I have a Data Frame like this(sample),
A B C D E
0 V1 B1 Clearing C1 1538884.46
1 V1 B1 CustomerPayment_Difference C1 13537679.70
2 V1 B1 Invoice C1 -15771005.81
3 V1 B1 PaymentDifference C1 0.00
4 V2 B2 Clearing C2 104457.22
5 V2 B2 Invoice C2 -400073.56
6 V2 B2 Payment C2 297856.45
7 V3 B3 Clearing C3 1989462.95
8 V3 B3 CreditMemo C3 538.95
9 V3 B3 CustomerPayment_Difference C3 2112329.00
10 V3 B3 Invoice C3 -4066485.69
11 V4 B4 Clearing C4 -123946.13
12 V4 B4 CreditMemo C4 127624.66
13 V4 B4 Accounting C4 424774.52
14 V4 B4 Invoice C4 -40446521.41
15 V4 B4 Payment C4 44441419.95
I want to reshape this data frame like below:
A B D Accounting Clearing CreditMemo CustomerPayment_Difference \
V1 B1 C1 NaN 1538884.46 NaN 13537679.7
V2 B2 C2 NaN 104457.22 NaN NaN
V3 B3 C3 NaN 1989462.95 538.95 2112329.0
V4 B4 C4 424774.52 -123946.13 127624.66 NaN
C Invoice Payment PaymentDifference
0 -15771005.81 NaN 0.0
1 -400073.56 297856.45 NaN
2 -4066485.69 NaN NaN
3 -40446521.41 44441419.95 NaN
So far I tried to get help from pivot table,
df.pivot(index='A',columns='C', values='E').reset_index()

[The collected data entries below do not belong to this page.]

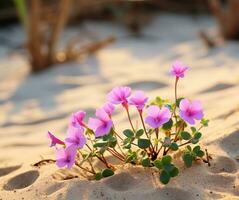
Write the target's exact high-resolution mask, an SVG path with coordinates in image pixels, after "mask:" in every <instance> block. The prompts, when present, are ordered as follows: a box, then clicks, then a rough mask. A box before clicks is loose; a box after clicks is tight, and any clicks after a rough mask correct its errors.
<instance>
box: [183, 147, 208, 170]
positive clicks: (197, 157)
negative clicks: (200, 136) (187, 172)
mask: <svg viewBox="0 0 239 200" xmlns="http://www.w3.org/2000/svg"><path fill="white" fill-rule="evenodd" d="M204 154H205V153H204V151H202V150H201V147H200V146H199V145H197V146H195V147H194V148H193V149H192V147H191V146H190V145H188V146H187V147H186V149H185V151H184V153H183V157H182V158H183V161H184V164H185V165H186V167H191V166H192V163H193V160H196V159H197V158H198V157H199V158H201V157H203V156H204Z"/></svg>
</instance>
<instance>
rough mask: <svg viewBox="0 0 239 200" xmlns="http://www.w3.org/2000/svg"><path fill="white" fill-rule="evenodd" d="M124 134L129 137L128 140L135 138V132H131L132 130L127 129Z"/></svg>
mask: <svg viewBox="0 0 239 200" xmlns="http://www.w3.org/2000/svg"><path fill="white" fill-rule="evenodd" d="M123 134H124V135H125V136H126V137H127V138H132V137H134V132H133V131H131V130H130V129H126V130H124V131H123Z"/></svg>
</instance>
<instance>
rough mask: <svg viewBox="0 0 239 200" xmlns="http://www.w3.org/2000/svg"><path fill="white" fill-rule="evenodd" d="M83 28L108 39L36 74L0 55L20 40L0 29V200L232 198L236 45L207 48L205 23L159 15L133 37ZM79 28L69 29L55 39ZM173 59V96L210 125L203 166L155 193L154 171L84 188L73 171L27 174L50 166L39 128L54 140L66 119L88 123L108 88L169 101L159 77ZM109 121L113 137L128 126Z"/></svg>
mask: <svg viewBox="0 0 239 200" xmlns="http://www.w3.org/2000/svg"><path fill="white" fill-rule="evenodd" d="M84 27H85V28H86V29H87V30H88V31H92V32H95V30H97V34H99V35H100V37H105V36H107V35H109V34H115V35H116V36H117V37H118V40H117V42H116V43H114V44H113V45H110V46H108V47H107V48H104V49H103V50H101V51H99V52H98V53H97V54H96V55H94V56H92V57H90V58H88V59H86V60H84V61H76V62H72V63H67V64H64V65H61V66H56V67H55V68H52V69H49V70H47V71H45V72H42V73H40V74H38V75H31V74H30V73H29V66H28V63H27V58H26V57H25V56H24V55H19V54H18V53H16V51H12V50H11V49H10V48H9V45H10V44H11V45H10V47H11V48H14V45H16V46H18V45H20V44H21V43H22V42H23V41H24V33H23V31H22V30H21V29H20V28H19V27H17V26H14V27H10V28H9V29H8V30H5V32H2V31H1V34H0V36H1V38H2V37H3V36H4V41H8V43H7V44H5V45H2V46H1V47H0V54H1V56H0V72H1V73H0V80H1V84H0V91H1V92H0V136H1V140H0V149H1V150H0V161H1V162H0V188H1V191H0V199H3V200H13V199H27V200H32V199H67V200H73V199H116V200H118V199H138V200H141V199H147V200H151V199H160V200H169V199H172V200H174V199H175V200H194V199H227V200H233V199H239V171H238V162H239V93H238V92H239V67H238V65H239V56H238V52H239V45H238V43H236V42H228V43H226V44H225V45H224V46H221V47H218V48H216V49H212V50H209V49H207V48H206V47H205V46H204V44H203V43H202V41H201V40H200V39H199V36H198V31H199V30H202V29H206V30H207V31H211V32H216V31H217V30H216V24H215V22H214V21H213V19H211V18H210V17H208V16H201V17H197V18H195V17H194V18H192V17H190V16H183V15H172V14H161V15H159V16H156V17H155V19H154V20H153V21H152V23H151V24H149V25H147V26H146V27H145V28H144V30H143V36H142V37H140V38H133V37H131V36H130V35H129V34H128V33H127V31H126V30H124V29H123V28H122V27H119V26H117V25H115V24H109V23H99V22H98V23H94V22H86V23H85V24H84ZM79 30H80V28H79V27H78V28H74V29H73V28H69V29H67V30H66V33H64V35H63V38H67V37H69V35H71V34H72V33H76V32H77V31H79ZM6 33H7V34H6ZM13 44H14V45H13ZM15 48H16V47H15ZM175 59H179V60H181V61H183V62H184V63H187V64H188V65H189V66H191V69H190V71H189V72H188V73H187V76H186V78H185V79H184V80H183V81H181V82H180V84H179V88H180V92H179V94H180V96H187V97H189V98H193V99H200V100H201V101H202V102H203V105H204V109H205V114H206V116H207V118H209V119H210V120H211V121H210V126H209V127H208V128H207V129H205V130H204V131H203V138H202V141H201V144H202V146H203V148H207V149H208V151H209V153H210V154H211V156H212V158H213V159H212V161H211V164H212V166H211V167H208V166H207V165H206V164H204V163H197V164H194V165H193V167H191V168H189V169H185V167H183V165H182V161H181V160H180V159H178V161H177V162H178V165H179V167H180V174H179V176H178V177H176V178H174V179H172V181H171V182H170V183H169V184H168V185H167V186H163V185H162V184H160V182H159V180H158V175H157V172H156V171H155V170H154V169H144V168H142V167H132V166H130V165H126V166H122V167H121V168H120V169H118V170H117V171H116V175H115V176H113V177H110V178H106V179H104V180H101V181H88V180H86V179H85V178H83V177H82V176H81V175H79V174H80V173H81V172H79V171H78V170H77V169H72V170H65V169H62V170H59V169H57V167H56V166H55V165H54V164H48V165H44V166H41V167H40V168H36V167H33V166H32V164H34V163H35V162H37V161H39V160H41V159H42V158H45V159H46V158H52V159H54V150H53V149H50V148H48V144H49V141H48V140H47V138H46V132H47V130H51V131H53V132H54V133H56V134H57V135H58V136H59V137H61V138H64V135H65V132H66V127H67V122H68V118H69V116H70V114H71V113H72V112H74V111H77V110H79V109H84V110H85V111H87V115H88V116H87V117H89V116H90V115H93V114H94V112H95V108H97V107H98V106H101V105H102V104H103V103H104V102H105V100H106V97H105V96H106V94H107V93H108V92H109V91H110V90H111V88H112V87H114V86H118V85H128V86H131V87H132V88H133V89H143V90H145V92H146V94H147V95H148V96H149V97H150V98H153V97H155V96H161V97H163V98H171V99H172V98H173V79H172V77H170V76H169V73H168V71H169V68H170V64H171V63H172V61H173V60H175ZM114 119H115V120H116V121H118V124H117V128H118V129H119V130H123V129H124V128H127V127H128V124H127V121H126V117H125V115H124V113H121V112H119V111H117V112H116V113H115V115H114ZM76 175H78V176H79V177H78V178H74V179H69V180H62V179H64V178H67V177H68V178H69V176H71V177H74V176H76Z"/></svg>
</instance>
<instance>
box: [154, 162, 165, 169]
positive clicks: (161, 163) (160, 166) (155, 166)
mask: <svg viewBox="0 0 239 200" xmlns="http://www.w3.org/2000/svg"><path fill="white" fill-rule="evenodd" d="M154 166H155V167H157V168H158V169H162V168H163V163H162V161H161V160H155V161H154Z"/></svg>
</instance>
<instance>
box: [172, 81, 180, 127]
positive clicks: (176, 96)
mask: <svg viewBox="0 0 239 200" xmlns="http://www.w3.org/2000/svg"><path fill="white" fill-rule="evenodd" d="M178 80H179V79H178V78H176V79H175V84H174V98H175V105H174V108H173V115H174V118H175V120H176V126H175V132H177V129H178V127H177V126H178V119H177V114H176V108H177V99H178V95H177V86H178Z"/></svg>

It gives result like below:
C A Accounting Clearing CreditMemo CustomerPayment_Difference \
0 V1 NaN 1538884.46 NaN 13537679.7
1 V2 NaN 104457.22 NaN NaN
2 V3 NaN 1989462.95 538.95 2112329.0
3 V4 424774.52 -123946.13 127624.66 NaN
C Invoice Payment PaymentDifference
0 -15771005.81 NaN 0.0
1 -400073.56 297856.45 NaN
2 -4066485.69 NaN NaN
3 -40446521.41 44441419.95 NaN
In above table it leave B&C columns, I need that columns as well.

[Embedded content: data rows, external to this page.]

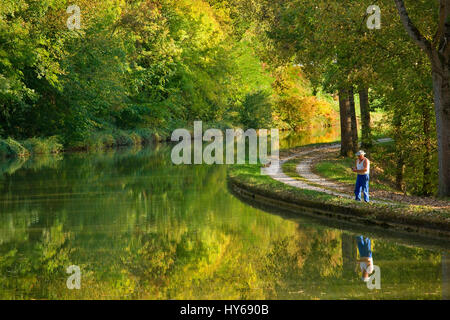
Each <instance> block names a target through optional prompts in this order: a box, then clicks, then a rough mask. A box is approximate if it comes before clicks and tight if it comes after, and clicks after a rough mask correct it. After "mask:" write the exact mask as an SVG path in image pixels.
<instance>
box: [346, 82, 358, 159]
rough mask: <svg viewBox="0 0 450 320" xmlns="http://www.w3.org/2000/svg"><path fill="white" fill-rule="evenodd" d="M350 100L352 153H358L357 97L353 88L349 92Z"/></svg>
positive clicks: (348, 90) (348, 97)
mask: <svg viewBox="0 0 450 320" xmlns="http://www.w3.org/2000/svg"><path fill="white" fill-rule="evenodd" d="M348 99H349V101H350V118H351V128H352V151H353V152H355V153H356V152H357V151H358V148H359V145H358V124H357V122H356V109H355V95H354V93H353V88H350V89H349V90H348Z"/></svg>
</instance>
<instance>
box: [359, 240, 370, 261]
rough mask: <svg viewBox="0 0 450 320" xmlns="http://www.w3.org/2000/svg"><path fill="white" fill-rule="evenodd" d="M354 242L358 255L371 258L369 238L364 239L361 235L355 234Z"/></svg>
mask: <svg viewBox="0 0 450 320" xmlns="http://www.w3.org/2000/svg"><path fill="white" fill-rule="evenodd" d="M356 243H357V244H358V251H359V256H360V257H366V258H372V248H371V243H370V239H369V238H366V239H364V237H363V236H357V237H356Z"/></svg>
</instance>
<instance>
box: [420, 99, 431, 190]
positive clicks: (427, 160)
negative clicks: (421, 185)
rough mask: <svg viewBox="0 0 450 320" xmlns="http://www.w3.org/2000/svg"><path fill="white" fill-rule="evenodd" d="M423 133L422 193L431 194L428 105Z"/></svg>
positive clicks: (430, 176)
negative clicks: (422, 169) (423, 145)
mask: <svg viewBox="0 0 450 320" xmlns="http://www.w3.org/2000/svg"><path fill="white" fill-rule="evenodd" d="M422 120H423V134H424V137H425V140H424V155H423V172H422V174H423V179H422V194H423V195H425V196H430V195H431V193H432V176H431V160H432V158H431V148H432V145H431V112H430V110H429V107H428V105H424V106H423V114H422Z"/></svg>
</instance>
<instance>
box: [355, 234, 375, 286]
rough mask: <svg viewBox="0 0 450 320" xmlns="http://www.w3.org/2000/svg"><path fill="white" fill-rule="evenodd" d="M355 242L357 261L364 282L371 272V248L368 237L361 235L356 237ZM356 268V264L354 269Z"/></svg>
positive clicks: (357, 265)
mask: <svg viewBox="0 0 450 320" xmlns="http://www.w3.org/2000/svg"><path fill="white" fill-rule="evenodd" d="M356 243H357V244H358V251H359V259H358V260H357V263H358V264H359V268H360V270H361V273H362V275H361V280H363V281H364V282H367V281H369V276H370V274H371V273H372V272H373V259H372V249H371V244H370V239H369V238H365V239H364V237H363V236H357V237H356ZM357 270H358V265H356V270H355V271H357Z"/></svg>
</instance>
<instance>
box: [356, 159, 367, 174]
mask: <svg viewBox="0 0 450 320" xmlns="http://www.w3.org/2000/svg"><path fill="white" fill-rule="evenodd" d="M364 161H367V171H366V173H363V174H369V173H370V161H369V159H367V158H364V160H363V161H361V162H360V161H359V159H358V160H356V170H364ZM360 174H361V173H360Z"/></svg>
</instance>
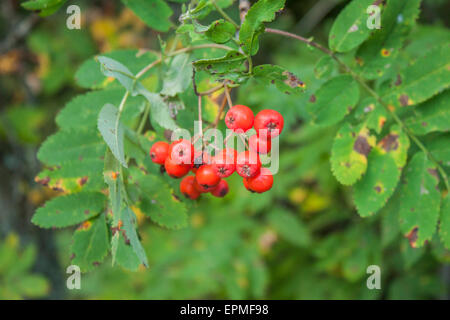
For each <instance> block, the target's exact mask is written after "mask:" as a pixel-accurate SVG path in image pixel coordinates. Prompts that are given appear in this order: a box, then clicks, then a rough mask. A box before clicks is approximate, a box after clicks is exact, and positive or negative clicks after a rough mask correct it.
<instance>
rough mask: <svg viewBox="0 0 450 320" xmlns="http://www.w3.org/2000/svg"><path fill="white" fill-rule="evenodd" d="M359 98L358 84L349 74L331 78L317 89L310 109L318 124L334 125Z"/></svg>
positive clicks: (354, 105)
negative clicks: (347, 74)
mask: <svg viewBox="0 0 450 320" xmlns="http://www.w3.org/2000/svg"><path fill="white" fill-rule="evenodd" d="M358 100H359V88H358V84H357V83H356V82H355V80H353V78H352V77H351V76H349V75H341V76H337V77H335V78H332V79H330V80H329V81H327V82H326V83H325V84H323V85H322V86H321V87H320V88H319V90H317V91H316V93H315V94H314V95H312V96H311V99H310V101H309V104H308V110H309V112H310V114H311V115H312V117H313V119H314V121H315V123H316V124H318V125H324V126H325V125H332V124H335V123H338V122H339V121H341V120H342V119H343V118H344V117H345V115H346V114H347V113H349V112H350V111H351V110H352V109H353V108H354V107H355V106H356V104H357V102H358Z"/></svg>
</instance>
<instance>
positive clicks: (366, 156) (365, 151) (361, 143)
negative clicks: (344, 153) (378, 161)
mask: <svg viewBox="0 0 450 320" xmlns="http://www.w3.org/2000/svg"><path fill="white" fill-rule="evenodd" d="M371 149H372V147H371V146H370V145H369V143H368V142H367V138H365V137H363V136H358V138H356V141H355V144H354V145H353V150H355V151H356V152H358V153H359V154H362V155H364V156H365V157H367V155H368V154H369V152H370V150H371Z"/></svg>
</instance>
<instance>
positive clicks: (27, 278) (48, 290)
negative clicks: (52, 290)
mask: <svg viewBox="0 0 450 320" xmlns="http://www.w3.org/2000/svg"><path fill="white" fill-rule="evenodd" d="M14 286H15V287H16V289H17V291H18V292H20V294H21V295H23V296H25V297H27V298H38V297H42V296H45V295H46V294H47V293H48V292H49V291H50V285H49V283H48V281H47V279H46V278H45V277H43V276H38V275H33V274H26V275H22V276H20V277H18V278H17V280H16V281H15V283H14Z"/></svg>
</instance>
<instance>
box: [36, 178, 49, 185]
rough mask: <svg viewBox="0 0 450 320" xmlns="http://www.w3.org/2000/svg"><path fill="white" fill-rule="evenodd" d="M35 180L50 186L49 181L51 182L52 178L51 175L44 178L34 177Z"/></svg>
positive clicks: (43, 184) (38, 182) (45, 184)
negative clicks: (50, 176)
mask: <svg viewBox="0 0 450 320" xmlns="http://www.w3.org/2000/svg"><path fill="white" fill-rule="evenodd" d="M34 181H35V182H36V183H39V184H41V185H43V186H45V187H48V183H49V182H50V178H49V177H45V178H44V179H40V178H39V177H36V178H34Z"/></svg>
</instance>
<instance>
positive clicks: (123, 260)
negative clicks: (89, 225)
mask: <svg viewBox="0 0 450 320" xmlns="http://www.w3.org/2000/svg"><path fill="white" fill-rule="evenodd" d="M114 243H115V244H116V246H117V250H116V255H115V261H116V262H117V263H118V264H119V265H120V266H122V267H123V268H125V269H127V270H131V271H137V270H139V266H140V265H141V261H140V260H139V257H138V256H137V254H136V252H135V251H134V249H133V247H132V246H131V245H130V243H129V241H128V239H127V238H125V236H124V235H123V233H122V232H117V233H116V234H115V236H114V237H113V244H114ZM113 246H114V245H113Z"/></svg>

This have provided this sample data for simplicity. But in future data will be like this also,
A B C D E
0 V1 B1 Clearing C1 1538884.46
1 V1 B1 CustomerPayment_Difference C1 13537679.70
2 V1 B1 Invoice C1 -15771005.81
3 V1 B1 PaymentDifference C1 0.00
**4 V1 B2 Clearing C1 88.9
5 V1 B2 Clearing C2 79.9**
In this situation my code will throw duplicate index error.

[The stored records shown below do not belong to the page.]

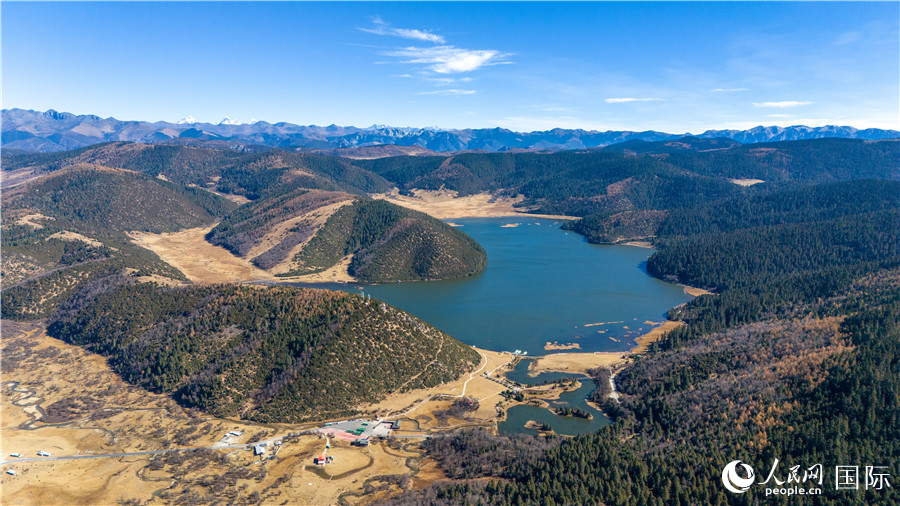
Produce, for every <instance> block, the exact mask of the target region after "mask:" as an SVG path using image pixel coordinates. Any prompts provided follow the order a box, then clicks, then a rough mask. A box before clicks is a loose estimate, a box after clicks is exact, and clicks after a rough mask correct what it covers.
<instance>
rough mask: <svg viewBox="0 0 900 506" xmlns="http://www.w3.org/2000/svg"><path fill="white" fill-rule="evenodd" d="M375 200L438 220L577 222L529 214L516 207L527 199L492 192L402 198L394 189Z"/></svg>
mask: <svg viewBox="0 0 900 506" xmlns="http://www.w3.org/2000/svg"><path fill="white" fill-rule="evenodd" d="M371 197H372V198H375V199H384V200H387V201H389V202H391V203H392V204H397V205H398V206H403V207H406V208H409V209H413V210H415V211H420V212H423V213H425V214H428V215H431V216H433V217H435V218H437V219H439V220H449V219H456V218H499V217H505V216H530V217H532V218H549V219H554V220H575V219H578V218H575V217H572V216H561V215H550V214H529V213H527V212H523V211H524V210H523V209H521V208H517V207H514V206H515V204H517V203H519V202H521V201H522V200H524V199H525V197H524V196H522V195H519V196H516V197H500V196H493V195H491V194H489V193H486V192H485V193H479V194H476V195H467V196H465V197H459V196H458V194H457V192H456V191H454V190H413V196H409V195H400V192H399V191H398V190H397V189H396V188H395V189H394V190H393V191H392V192H389V193H379V194H373V195H371Z"/></svg>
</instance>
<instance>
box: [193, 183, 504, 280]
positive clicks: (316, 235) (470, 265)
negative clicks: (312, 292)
mask: <svg viewBox="0 0 900 506" xmlns="http://www.w3.org/2000/svg"><path fill="white" fill-rule="evenodd" d="M207 240H208V241H209V242H211V243H212V244H216V245H220V246H224V247H225V248H227V249H228V250H229V251H231V252H232V253H234V254H235V255H238V256H242V257H246V258H248V259H250V260H252V262H253V263H254V264H255V265H256V266H257V267H260V268H261V269H266V270H270V271H271V272H273V273H275V274H276V275H279V276H296V275H304V274H312V273H317V272H321V271H323V270H326V269H329V268H331V267H334V266H335V265H338V264H339V263H340V262H342V261H345V262H346V261H349V262H350V263H349V266H348V272H349V274H350V275H352V276H354V277H356V278H357V279H359V280H360V281H364V282H394V281H418V280H429V279H431V280H434V279H449V278H461V277H466V276H472V275H475V274H478V273H480V272H482V271H483V270H484V268H485V266H486V265H487V256H486V254H485V252H484V250H483V249H482V248H481V246H480V245H479V244H478V243H477V242H475V241H474V240H473V239H472V238H470V237H469V236H467V235H466V234H464V233H462V232H460V231H459V230H457V229H455V228H453V227H451V226H449V225H447V224H445V223H443V222H441V221H438V220H436V219H434V218H432V217H430V216H428V215H426V214H423V213H420V212H416V211H412V210H409V209H405V208H402V207H399V206H397V205H394V204H391V203H388V202H385V201H383V200H374V201H373V200H369V199H368V198H364V197H358V196H353V195H349V194H346V193H339V192H325V191H317V190H294V191H292V192H287V193H284V194H281V195H275V196H273V197H268V198H264V199H260V200H257V201H255V202H252V203H250V204H248V205H245V206H243V207H241V208H240V209H238V210H237V211H235V212H234V213H232V214H231V215H229V216H228V217H227V218H225V219H224V220H222V222H221V223H219V224H218V225H217V226H216V227H215V228H214V229H212V231H210V232H209V234H207ZM350 257H352V260H351V259H350Z"/></svg>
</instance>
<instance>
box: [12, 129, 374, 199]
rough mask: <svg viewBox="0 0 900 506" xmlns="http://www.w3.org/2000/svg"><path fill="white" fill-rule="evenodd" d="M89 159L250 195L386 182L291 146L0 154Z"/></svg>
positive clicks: (333, 189)
mask: <svg viewBox="0 0 900 506" xmlns="http://www.w3.org/2000/svg"><path fill="white" fill-rule="evenodd" d="M80 163H90V164H97V165H105V166H109V167H117V168H122V169H127V170H131V171H134V172H140V173H142V174H146V175H149V176H152V177H158V176H161V177H164V178H166V179H167V180H169V181H172V182H174V183H178V184H181V185H185V186H198V187H201V188H206V189H210V190H216V191H219V192H222V193H226V194H235V195H242V196H245V197H247V198H249V199H251V200H255V199H258V198H261V197H264V196H267V195H270V194H272V193H281V192H284V191H287V190H290V189H294V188H316V189H322V190H335V191H346V192H350V193H378V192H383V191H387V190H389V189H390V187H391V185H390V184H389V183H388V182H387V181H385V180H384V178H382V177H380V176H378V175H376V174H373V173H371V172H369V171H366V170H363V169H360V168H359V167H356V166H355V165H353V164H352V163H351V161H350V160H347V159H344V158H340V157H333V156H319V155H311V154H300V153H295V152H291V151H279V150H267V151H265V152H262V153H242V152H236V151H233V150H230V149H214V148H197V147H189V146H160V145H153V144H137V143H130V142H112V143H106V144H97V145H94V146H89V147H86V148H81V149H76V150H72V151H63V152H59V153H30V154H12V155H10V154H6V153H4V155H3V170H4V171H12V172H15V171H23V170H26V169H27V170H32V171H39V172H46V171H53V170H58V169H60V168H63V167H67V166H71V165H75V164H80Z"/></svg>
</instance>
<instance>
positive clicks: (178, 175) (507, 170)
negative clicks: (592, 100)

To fix this two problems I need to specify A,B,D as index. I need a code similar to this,
df.pivot(index=['A','B','D'],columns='C', values='E').reset_index()
this code throw me an error.
How to solve this? How to provide Multiple columns as index in pandas pivot table?